Apart from lengthy toilet training, where Opus peed everywhere but the paper we put down for him at night, ( no really, it took some skill for him to find the one unpapered patch and saturate it) he was not difficult to train as long as it was something he wanted to do or he was 'getting something' out of it. As soon as I realised Opus was the sort of animal who would walk through hot coal for cheese our training destiny was set. It's far better to get a strong willed animals like a basset to think it's his idea to do what you want.
He has never particularly liked children- one too many has pulled out of him as a younger dog, but he moves away from them and knows it is NOT acceptable to chew on them (something I wish parents would learn, not all dogs enjoy being man handled by strange children).
He needs to take a tablet every day because he has an allergy to dust mites of all things, but every morning as soon as he hears me come into the kitchen he hops out of bed, greets me, and goes to wait under the press where the tablets are because I always wrap them in a thin slice of ham. I guess he has me trained too.
My father bred working collies and needed them to be confident and capable of doing their jobs from afar, I don't think I ever saw him be rough with his dogs, ever, and they lived to please him, a kind word and a quick scratch behind the ears and they were in heaven.

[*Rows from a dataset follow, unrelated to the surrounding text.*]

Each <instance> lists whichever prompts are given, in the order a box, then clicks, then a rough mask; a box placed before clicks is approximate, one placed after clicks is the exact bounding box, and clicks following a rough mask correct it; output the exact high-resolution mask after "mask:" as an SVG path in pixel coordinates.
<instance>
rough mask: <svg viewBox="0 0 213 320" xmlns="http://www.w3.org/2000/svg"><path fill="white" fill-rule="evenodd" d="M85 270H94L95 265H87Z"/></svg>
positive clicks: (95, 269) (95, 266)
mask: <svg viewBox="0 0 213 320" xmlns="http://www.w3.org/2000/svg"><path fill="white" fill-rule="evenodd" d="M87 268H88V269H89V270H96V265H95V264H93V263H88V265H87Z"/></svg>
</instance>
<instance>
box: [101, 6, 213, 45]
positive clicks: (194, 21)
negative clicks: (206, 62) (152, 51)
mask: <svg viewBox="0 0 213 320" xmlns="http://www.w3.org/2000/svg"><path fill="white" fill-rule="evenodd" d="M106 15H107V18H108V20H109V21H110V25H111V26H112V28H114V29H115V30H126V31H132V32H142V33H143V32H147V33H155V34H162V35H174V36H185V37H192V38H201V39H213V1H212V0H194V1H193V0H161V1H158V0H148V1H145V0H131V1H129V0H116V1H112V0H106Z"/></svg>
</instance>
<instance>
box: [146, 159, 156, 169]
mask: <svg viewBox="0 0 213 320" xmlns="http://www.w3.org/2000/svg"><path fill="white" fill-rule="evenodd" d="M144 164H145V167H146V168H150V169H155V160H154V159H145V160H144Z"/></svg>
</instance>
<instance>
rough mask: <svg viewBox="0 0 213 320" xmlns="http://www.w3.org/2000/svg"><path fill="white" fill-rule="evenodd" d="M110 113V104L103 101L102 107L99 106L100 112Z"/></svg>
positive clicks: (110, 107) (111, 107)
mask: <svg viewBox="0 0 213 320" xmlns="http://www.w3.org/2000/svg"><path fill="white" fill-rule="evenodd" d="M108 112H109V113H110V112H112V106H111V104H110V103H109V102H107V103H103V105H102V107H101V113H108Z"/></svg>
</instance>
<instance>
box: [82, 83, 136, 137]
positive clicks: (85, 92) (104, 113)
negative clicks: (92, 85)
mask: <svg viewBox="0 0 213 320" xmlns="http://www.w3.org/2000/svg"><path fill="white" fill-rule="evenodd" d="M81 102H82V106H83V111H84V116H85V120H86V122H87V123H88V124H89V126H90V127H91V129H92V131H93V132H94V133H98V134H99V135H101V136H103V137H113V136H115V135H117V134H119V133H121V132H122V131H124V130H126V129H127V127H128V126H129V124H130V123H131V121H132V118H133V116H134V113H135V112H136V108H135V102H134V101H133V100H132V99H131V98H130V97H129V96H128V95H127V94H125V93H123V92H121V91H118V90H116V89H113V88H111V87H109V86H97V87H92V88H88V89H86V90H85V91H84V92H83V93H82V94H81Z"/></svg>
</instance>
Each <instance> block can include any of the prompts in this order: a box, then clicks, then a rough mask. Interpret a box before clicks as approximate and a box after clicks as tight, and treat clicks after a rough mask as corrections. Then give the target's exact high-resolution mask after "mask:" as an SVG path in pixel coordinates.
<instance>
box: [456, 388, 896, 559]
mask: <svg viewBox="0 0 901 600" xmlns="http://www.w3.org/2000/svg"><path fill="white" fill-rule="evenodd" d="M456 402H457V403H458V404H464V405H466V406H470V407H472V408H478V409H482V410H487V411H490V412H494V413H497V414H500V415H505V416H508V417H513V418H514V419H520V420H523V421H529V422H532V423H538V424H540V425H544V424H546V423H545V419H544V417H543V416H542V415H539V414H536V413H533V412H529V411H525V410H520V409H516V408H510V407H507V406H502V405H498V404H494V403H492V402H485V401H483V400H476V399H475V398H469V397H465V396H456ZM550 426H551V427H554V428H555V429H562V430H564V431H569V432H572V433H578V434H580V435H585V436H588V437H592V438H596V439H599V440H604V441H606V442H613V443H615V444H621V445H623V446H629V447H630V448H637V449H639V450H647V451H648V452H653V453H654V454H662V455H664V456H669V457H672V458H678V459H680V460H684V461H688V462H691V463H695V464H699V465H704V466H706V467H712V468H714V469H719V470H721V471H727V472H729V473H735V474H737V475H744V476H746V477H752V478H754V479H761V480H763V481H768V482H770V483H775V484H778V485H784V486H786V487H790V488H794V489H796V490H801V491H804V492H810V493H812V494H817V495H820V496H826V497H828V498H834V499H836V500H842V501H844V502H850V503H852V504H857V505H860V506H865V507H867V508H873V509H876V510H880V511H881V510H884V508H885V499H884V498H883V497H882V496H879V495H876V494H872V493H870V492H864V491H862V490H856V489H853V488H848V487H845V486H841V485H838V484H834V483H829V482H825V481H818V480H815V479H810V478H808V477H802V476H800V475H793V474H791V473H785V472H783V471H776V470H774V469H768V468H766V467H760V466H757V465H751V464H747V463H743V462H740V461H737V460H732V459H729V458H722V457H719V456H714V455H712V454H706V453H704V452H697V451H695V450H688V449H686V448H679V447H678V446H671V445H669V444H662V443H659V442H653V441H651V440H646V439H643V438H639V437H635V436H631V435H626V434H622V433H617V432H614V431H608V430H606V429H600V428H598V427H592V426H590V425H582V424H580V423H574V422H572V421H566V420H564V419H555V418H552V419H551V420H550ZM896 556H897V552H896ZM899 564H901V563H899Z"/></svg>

I owned a dobermann years ago who was a rescue and had spent the first 6 months of his life locked in a tiny yard with little or no interaction with people or dogs, or society in general. Although young, he was aggressive, fearful, anxious, downright twitchy and it took the best part of a year to turn him around. Had I been rough or impatient with him he would never have settled into the brilliant dog he became- albeit he was always aloof with strangers, but aloof is fine by me, aggressive is not. The biggest battle with him was dog aggression, and boy, that was hard to break. None of it was his fault, he had no idea HOW to act like a dog, poor old thing.